Лихие рассказу поверили.
Багрей, еще раз зорко глянув на есаула, тяжело и неторопко зашагал вдоль скита.
— Надо сундук упрятать.
Сокровища зарыли неподалеку от избы отшельника[60].
Выбравшись из болот на лесную дорогу, Багрей молвил:
— Далее пойдем порознь. На Москве шибко не высовывайся. Оглядеться надо. Коль все слава богу, вновь к сундуку сходим. Не бойсь, не проману. Меня недели через две сыщешь в кабаке на Варварке. Но сразу ко мне не лезь, будь усторожлив… Ступай с богом, Ермила. Я ж покуда в Ростов наведаюсь.
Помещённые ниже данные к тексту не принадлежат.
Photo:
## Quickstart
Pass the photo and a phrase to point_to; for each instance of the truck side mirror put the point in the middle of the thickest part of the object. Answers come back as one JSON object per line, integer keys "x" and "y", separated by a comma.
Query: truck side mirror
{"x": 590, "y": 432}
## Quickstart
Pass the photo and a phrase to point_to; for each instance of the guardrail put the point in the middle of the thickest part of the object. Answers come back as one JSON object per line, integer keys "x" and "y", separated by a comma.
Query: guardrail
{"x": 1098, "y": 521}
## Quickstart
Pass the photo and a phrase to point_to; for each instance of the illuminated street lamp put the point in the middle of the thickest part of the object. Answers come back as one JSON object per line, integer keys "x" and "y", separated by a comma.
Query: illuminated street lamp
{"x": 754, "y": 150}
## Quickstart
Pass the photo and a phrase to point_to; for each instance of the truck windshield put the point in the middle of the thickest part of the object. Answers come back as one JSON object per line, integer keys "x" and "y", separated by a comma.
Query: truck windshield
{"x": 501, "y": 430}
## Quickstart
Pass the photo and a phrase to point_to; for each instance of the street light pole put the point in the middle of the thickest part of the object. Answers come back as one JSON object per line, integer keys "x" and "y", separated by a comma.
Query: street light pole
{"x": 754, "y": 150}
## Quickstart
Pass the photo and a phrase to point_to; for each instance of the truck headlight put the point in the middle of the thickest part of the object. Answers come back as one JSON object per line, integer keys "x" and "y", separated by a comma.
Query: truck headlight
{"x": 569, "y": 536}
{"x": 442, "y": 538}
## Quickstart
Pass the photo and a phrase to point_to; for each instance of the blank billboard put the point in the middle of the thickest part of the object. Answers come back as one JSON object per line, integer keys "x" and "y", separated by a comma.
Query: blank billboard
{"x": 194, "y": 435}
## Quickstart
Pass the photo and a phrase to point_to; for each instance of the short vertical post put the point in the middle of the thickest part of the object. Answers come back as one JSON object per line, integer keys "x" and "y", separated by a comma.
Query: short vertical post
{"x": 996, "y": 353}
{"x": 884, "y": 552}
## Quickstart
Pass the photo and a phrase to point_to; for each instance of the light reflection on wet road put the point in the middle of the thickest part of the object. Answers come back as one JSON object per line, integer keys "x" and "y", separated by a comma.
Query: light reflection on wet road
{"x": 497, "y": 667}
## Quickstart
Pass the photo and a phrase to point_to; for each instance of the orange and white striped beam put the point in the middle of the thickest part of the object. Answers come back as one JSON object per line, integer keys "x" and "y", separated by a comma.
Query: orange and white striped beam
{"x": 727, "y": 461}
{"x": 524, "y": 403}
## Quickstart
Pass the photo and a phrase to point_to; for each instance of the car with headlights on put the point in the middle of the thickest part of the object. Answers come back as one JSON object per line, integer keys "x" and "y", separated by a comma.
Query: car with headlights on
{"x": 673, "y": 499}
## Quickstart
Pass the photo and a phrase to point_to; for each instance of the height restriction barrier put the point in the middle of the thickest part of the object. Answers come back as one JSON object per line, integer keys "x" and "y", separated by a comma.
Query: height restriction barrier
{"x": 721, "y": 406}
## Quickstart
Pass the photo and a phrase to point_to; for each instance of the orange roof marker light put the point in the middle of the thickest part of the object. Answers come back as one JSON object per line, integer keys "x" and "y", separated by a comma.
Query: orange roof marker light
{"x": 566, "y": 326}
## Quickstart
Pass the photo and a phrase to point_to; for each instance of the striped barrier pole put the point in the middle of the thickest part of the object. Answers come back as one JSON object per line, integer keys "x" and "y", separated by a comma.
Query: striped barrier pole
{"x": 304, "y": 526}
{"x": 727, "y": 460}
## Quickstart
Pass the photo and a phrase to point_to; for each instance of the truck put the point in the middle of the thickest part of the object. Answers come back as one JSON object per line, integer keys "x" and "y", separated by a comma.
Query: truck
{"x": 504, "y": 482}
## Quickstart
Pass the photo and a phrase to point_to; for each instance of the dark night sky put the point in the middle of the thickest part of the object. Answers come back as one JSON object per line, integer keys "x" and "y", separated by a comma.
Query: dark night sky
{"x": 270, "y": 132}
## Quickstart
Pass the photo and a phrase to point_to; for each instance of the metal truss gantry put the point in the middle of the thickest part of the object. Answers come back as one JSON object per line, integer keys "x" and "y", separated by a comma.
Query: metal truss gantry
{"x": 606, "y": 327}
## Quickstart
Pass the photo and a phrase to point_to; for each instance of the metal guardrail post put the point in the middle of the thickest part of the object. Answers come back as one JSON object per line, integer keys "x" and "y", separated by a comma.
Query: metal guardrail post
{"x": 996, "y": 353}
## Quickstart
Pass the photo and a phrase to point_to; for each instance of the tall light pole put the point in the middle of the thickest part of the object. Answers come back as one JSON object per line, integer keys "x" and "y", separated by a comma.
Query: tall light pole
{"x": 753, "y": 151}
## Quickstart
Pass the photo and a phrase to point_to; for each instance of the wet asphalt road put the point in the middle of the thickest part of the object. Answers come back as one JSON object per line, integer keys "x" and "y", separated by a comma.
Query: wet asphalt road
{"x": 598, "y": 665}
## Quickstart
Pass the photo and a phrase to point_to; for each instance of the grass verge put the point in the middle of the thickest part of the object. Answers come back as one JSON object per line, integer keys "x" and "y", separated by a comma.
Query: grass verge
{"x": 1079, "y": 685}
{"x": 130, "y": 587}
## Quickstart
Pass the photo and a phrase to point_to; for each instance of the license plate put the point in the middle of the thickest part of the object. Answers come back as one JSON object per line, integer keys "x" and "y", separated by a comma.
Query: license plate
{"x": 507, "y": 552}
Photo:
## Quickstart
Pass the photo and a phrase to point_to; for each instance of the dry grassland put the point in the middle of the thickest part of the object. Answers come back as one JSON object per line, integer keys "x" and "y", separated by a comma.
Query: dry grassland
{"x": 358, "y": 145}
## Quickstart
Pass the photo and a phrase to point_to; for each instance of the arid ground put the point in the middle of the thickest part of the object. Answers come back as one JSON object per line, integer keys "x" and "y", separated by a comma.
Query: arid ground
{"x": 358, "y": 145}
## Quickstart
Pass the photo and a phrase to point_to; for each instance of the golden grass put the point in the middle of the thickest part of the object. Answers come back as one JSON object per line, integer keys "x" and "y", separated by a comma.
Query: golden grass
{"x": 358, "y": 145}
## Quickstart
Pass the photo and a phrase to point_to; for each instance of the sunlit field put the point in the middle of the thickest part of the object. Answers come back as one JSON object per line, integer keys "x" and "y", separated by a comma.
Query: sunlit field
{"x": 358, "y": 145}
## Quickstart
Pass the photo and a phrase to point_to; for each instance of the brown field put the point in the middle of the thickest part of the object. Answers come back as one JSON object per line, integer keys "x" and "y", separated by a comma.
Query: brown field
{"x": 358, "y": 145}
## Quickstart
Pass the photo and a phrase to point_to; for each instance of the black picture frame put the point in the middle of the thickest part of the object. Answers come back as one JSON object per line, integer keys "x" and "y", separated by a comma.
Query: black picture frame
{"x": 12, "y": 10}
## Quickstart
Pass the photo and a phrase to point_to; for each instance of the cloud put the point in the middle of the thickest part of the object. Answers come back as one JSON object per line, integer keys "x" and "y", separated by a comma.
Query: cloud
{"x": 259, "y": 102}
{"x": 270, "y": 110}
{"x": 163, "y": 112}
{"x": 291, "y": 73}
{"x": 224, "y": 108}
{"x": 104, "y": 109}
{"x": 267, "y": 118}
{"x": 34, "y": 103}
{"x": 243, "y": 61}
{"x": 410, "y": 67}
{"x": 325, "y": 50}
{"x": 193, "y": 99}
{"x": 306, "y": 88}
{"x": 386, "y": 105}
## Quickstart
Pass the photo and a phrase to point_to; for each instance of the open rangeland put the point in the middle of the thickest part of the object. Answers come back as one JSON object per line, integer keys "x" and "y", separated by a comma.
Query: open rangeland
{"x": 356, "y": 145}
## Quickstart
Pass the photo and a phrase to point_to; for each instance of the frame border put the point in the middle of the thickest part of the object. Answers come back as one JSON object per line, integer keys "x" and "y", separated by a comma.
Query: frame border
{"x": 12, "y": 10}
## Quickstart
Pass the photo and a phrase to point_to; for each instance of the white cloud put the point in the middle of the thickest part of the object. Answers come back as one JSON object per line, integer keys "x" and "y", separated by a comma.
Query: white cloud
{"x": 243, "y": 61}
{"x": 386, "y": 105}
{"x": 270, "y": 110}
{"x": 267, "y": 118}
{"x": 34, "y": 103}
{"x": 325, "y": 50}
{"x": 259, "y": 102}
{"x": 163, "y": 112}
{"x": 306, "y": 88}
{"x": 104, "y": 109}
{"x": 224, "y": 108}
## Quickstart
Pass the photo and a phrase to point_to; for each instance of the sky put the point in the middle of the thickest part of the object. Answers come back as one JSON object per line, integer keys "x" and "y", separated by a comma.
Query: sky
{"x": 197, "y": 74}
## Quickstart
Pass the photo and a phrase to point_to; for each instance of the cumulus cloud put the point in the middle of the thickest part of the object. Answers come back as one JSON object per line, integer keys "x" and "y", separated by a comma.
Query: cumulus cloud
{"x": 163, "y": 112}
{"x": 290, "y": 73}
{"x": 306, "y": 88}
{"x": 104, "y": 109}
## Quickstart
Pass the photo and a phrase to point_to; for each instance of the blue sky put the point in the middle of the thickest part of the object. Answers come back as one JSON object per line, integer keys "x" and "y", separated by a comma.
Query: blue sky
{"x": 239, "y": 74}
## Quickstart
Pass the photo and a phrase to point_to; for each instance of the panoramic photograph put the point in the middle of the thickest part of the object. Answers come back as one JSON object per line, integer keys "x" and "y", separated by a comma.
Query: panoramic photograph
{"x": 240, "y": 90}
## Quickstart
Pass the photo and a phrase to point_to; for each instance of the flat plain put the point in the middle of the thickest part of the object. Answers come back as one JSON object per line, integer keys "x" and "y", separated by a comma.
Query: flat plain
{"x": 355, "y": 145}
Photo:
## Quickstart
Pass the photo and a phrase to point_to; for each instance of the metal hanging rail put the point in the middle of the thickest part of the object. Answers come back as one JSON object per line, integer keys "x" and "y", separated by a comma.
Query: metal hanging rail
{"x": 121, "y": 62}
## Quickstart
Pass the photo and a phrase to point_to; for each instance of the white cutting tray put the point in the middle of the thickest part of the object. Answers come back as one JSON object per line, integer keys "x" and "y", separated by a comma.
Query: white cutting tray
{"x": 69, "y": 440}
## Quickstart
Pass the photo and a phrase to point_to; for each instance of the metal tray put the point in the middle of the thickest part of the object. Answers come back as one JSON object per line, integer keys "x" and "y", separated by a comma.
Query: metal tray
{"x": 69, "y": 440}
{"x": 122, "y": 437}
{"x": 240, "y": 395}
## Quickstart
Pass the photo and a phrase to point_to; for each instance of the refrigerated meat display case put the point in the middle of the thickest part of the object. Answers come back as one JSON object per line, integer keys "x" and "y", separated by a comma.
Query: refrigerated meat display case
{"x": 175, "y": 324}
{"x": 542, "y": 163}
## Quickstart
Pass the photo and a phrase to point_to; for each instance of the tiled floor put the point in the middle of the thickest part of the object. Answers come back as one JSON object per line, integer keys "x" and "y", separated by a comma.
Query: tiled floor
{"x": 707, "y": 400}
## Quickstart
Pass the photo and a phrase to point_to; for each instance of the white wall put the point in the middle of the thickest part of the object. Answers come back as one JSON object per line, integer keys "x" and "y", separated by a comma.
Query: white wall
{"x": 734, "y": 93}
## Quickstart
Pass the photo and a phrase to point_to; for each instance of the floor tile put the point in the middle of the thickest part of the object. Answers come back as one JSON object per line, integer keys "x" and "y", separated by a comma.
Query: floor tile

Разошлись. Мало погодя Одноух огляделся и нырнул в лес. Покрался вспять. Хитрит Багрей! К Ростову ему идти опасно. Поди, в скит вернется. Вскоре сторожко выглянул на дорогу. Багрей шел к Ростову. Ермила крался версту, другую… Багрей шел к Ростову!
Одноух плюнул, вышел на дорогу и зашагал на Москву.
В тот же день Багрей вернулся в скит.
Так уж повелось на Руси — на Кузьму и Демьяна[61] резали кур. Приходские попы довольны: первая хохлатка — храму господню.